Economia Verde
& Inovação

A pandemia, que causou profunda e inesperada recessão mundial no ano de 2020 e que avança por 2021, acelerou tendências que estavam em gestação e trouxe novas necessidades. A União Europeia, um de nossos principais parceiros comerciais do Brasil, aprovou um ambicioso plano de recuperação econômica, de € 750 bilhões, que tem como objetivo “acelerar as transições ecológica e digital”. Assim como a UE, diversos países e empresas estão acelerando seus planos de descarbonização, cientes de que a emergência climática é um imperativo ao qual todos teremos que nos adaptar. Uma recuperação econômica verde está em andamento nesse momento em todo o mundo e o Brasil não pode ficar para trás.

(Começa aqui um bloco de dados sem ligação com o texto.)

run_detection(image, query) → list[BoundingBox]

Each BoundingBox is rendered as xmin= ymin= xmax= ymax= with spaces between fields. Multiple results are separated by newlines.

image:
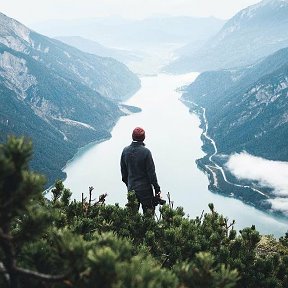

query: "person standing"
xmin=120 ymin=127 xmax=165 ymax=214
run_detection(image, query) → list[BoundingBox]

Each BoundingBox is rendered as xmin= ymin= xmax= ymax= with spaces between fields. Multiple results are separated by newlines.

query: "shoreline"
xmin=180 ymin=99 xmax=288 ymax=220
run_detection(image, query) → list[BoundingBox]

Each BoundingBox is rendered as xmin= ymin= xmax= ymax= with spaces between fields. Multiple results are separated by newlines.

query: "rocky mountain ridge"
xmin=0 ymin=14 xmax=140 ymax=184
xmin=165 ymin=0 xmax=288 ymax=73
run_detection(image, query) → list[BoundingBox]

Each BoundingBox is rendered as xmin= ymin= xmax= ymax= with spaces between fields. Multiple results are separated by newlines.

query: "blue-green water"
xmin=64 ymin=73 xmax=288 ymax=236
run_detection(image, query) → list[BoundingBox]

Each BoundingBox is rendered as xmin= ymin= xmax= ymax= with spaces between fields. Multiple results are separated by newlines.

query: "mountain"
xmin=0 ymin=13 xmax=140 ymax=184
xmin=165 ymin=0 xmax=288 ymax=73
xmin=55 ymin=36 xmax=141 ymax=65
xmin=33 ymin=16 xmax=224 ymax=51
xmin=183 ymin=48 xmax=288 ymax=161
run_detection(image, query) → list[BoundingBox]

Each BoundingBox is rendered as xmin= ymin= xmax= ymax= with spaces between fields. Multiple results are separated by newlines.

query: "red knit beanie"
xmin=132 ymin=127 xmax=145 ymax=141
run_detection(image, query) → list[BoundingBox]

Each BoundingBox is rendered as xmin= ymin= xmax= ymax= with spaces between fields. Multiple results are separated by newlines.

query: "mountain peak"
xmin=0 ymin=12 xmax=31 ymax=51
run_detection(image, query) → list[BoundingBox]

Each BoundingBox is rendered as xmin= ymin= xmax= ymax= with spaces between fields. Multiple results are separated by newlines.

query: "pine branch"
xmin=14 ymin=267 xmax=70 ymax=282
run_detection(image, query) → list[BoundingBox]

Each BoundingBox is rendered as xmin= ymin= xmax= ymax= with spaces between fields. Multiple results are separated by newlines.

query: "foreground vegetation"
xmin=0 ymin=137 xmax=288 ymax=288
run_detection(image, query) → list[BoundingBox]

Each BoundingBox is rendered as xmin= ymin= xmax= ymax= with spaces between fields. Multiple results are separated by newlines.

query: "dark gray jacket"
xmin=121 ymin=141 xmax=160 ymax=193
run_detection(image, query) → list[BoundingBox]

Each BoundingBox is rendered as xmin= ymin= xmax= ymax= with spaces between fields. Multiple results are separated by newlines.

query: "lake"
xmin=64 ymin=73 xmax=288 ymax=237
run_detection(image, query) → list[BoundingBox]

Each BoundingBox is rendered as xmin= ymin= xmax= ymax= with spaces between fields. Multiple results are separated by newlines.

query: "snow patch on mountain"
xmin=0 ymin=51 xmax=37 ymax=100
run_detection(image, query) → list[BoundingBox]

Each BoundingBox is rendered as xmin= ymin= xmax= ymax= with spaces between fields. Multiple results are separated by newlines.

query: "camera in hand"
xmin=153 ymin=195 xmax=166 ymax=206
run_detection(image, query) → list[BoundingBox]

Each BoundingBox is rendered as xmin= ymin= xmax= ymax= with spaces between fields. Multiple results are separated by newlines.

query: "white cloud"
xmin=226 ymin=152 xmax=288 ymax=215
xmin=0 ymin=0 xmax=260 ymax=25
xmin=268 ymin=198 xmax=288 ymax=216
xmin=226 ymin=152 xmax=288 ymax=196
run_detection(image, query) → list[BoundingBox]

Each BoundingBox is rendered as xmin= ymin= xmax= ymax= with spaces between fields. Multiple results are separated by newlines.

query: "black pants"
xmin=139 ymin=198 xmax=155 ymax=215
xmin=135 ymin=187 xmax=155 ymax=215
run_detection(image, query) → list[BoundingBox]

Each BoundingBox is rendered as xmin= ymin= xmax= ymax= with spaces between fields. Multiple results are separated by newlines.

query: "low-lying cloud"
xmin=226 ymin=152 xmax=288 ymax=214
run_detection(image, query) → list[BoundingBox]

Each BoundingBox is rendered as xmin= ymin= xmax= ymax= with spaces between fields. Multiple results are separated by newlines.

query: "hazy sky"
xmin=0 ymin=0 xmax=260 ymax=25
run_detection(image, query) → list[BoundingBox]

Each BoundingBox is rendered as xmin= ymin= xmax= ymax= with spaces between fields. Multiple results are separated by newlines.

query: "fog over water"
xmin=64 ymin=73 xmax=288 ymax=236
xmin=226 ymin=152 xmax=288 ymax=216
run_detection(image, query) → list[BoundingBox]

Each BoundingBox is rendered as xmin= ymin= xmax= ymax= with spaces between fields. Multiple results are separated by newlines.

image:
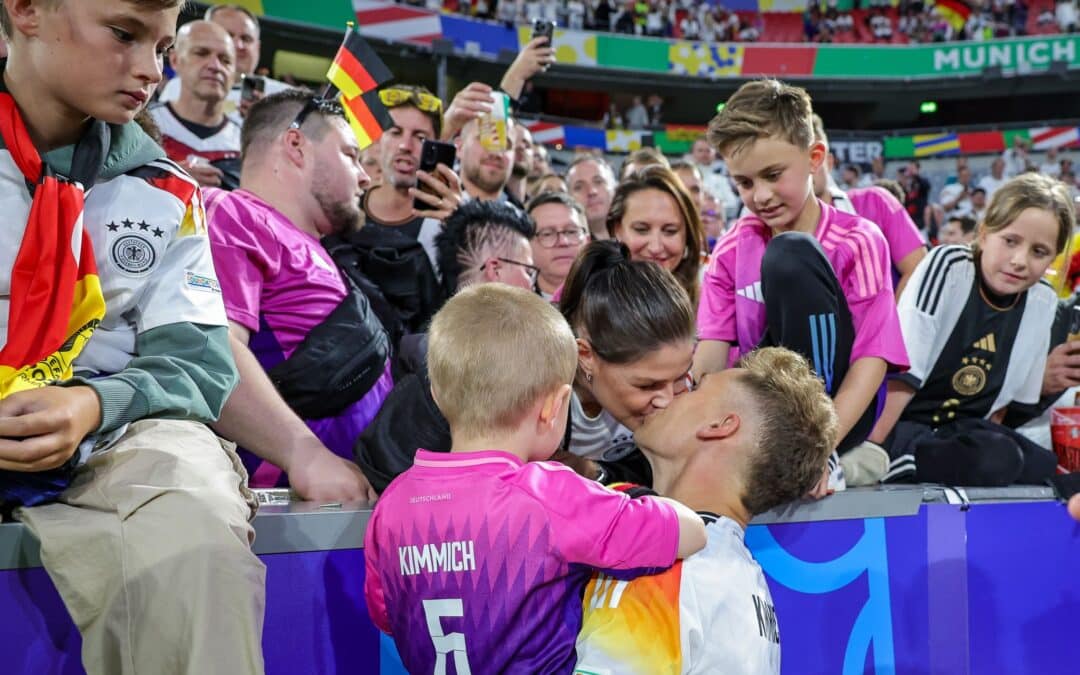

Vale ressaltar a advertência feita pelos dezoito ex-Ministros da Fazenda e ex-Presidentes do Banco Central do Brasil em carta recentemente divulgada: “Superar a crise exige convergirmos em torno de uma agenda que nos possibilite retomar as atividades econômicas, endereçar os problemas sociais e, simultaneamente, construir uma economia mais resiliente ao lidar com os riscos climáticos e suas implicações para o Brasil.” Temos todas as condições socioambientais e ecológicas de nos adaptar a esse novo cenário econômico mundial, e sobretudo nos destacarmos. Temos imensa vantagem comparativa e competitiva no acesso a fontes renováveis de energia, enorme potencial para ampliar a produção de alimentos com baixa emissão de carbono, inclusive com “desmatamento zero”, e amplo espaço para desenvolver uma indústria biotecnológica, que ofereça ao mundo, a partir da biodiversidade e dos conhecimentos locais tradicionais, produtos e soluções que a um só tempo tenham escala e sejam sustentáveis no uso de recursos naturais. Um país com alta perspectiva de geração de prosperidade econômica sustentável.

Da produção ao consumo, mais e mais pessoas se preocupam com a origem e a qualidade do que compram, o respeito aos direitos humanos e a adoção de práticas sustentáveis se tornam indispensáveis, levando a avanços do ESG, certificações, medidas de transparência e a iniciativas promovidas por grupos cada vez maiores de empresas e de todo um ecossistema de inovação para contribuir com ações de sustentabilidade, desenvolvimento do entorno, apoio à comunidade local e fomento de práticas internas de engajamento e conscientização.

Buscamos articular propostas e dar visibilidade a soluções que gerem impacto socioambiental positivo e ao mesmo tempo contribuam para o crescimento econômico, a inclusão social e a geração de renda local. Temos visto por meio de diversas iniciativas como há energia e criatividade nos territórios, nas cidades e no campo. Em Maceió, em parceria com o IABS, desenvolvemos pesquisas sobre os potenciais da economia circular em uma comunidade pesqueira. Com o GT da Agenda 2030, identificamos 30 soluções inovadoras de todo o país que estão contribuindo para a implementação dos ODS, especialmente para o empoderamento de mulheres e meninas, e tem potencial de serem multiplicadas, gerando mais desenvolvimento local. No Descoberto, na região da maior bacia de abastecimento do Distrito Federal, conversamos com agricultores e outros autores locais para elaborar propostas para aliar preservação da terra e cultivo sustentável.

Continuaremos mostrando as soluções para o futuro e queremos envolver os setores da economia verde ou economia regenerativa na busca de melhores regras e políticas em diálogo com a sociedade civil e o Congresso Nacional.